Memethan was arrested on January 5, 2018 and sentenced to 11 years, three months in prison for “membership in a terrorist organization.”

Turkish President Recep Tayyip Erdoğan has been targeting followers of the Gülen movement since the corruption investigations of December 17-25, 2013, which implicated then-Prime Minister Erdoğan, his family members and his inner circle.

Dismissing the investigations as a Gülenist coup and conspiracy against his government, Erdoğan designated the movement as a terrorist organization and began to target its members. He locked up thousands including many prosecutors, judges and police officers involved in the investigation as well as journalists who reported on them.

Erdoğan intensified the crackdown on the movement following a coup attempt on July 15, 2016 that he accused Gülen of masterminding. The crackdown also targeted political opponents of the government, Kurdish activists and human rights defenders, among others. Gülen and the movement strongly deny involvement in the abortive putsch or any terrorist activity.

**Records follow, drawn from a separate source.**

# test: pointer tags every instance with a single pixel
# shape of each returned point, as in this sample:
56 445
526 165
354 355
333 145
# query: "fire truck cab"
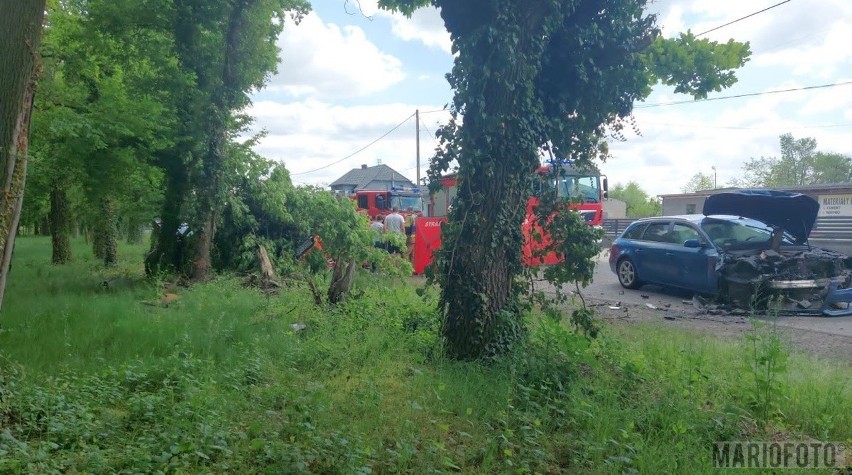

The Turkish parliament passed an early parole law on April 14 aimed at reducing the inmate population of the country’s overcrowded prisons due to the coronavirus pandemic. The legislation, which excludes political prisoners such as politicians, journalists, lawyers, academics and human rights defenders convicted under the country’s controversial counterterrorism laws, prompted calls from the UN, the EU and rights groups for the non-discriminatory reduction of prison populations.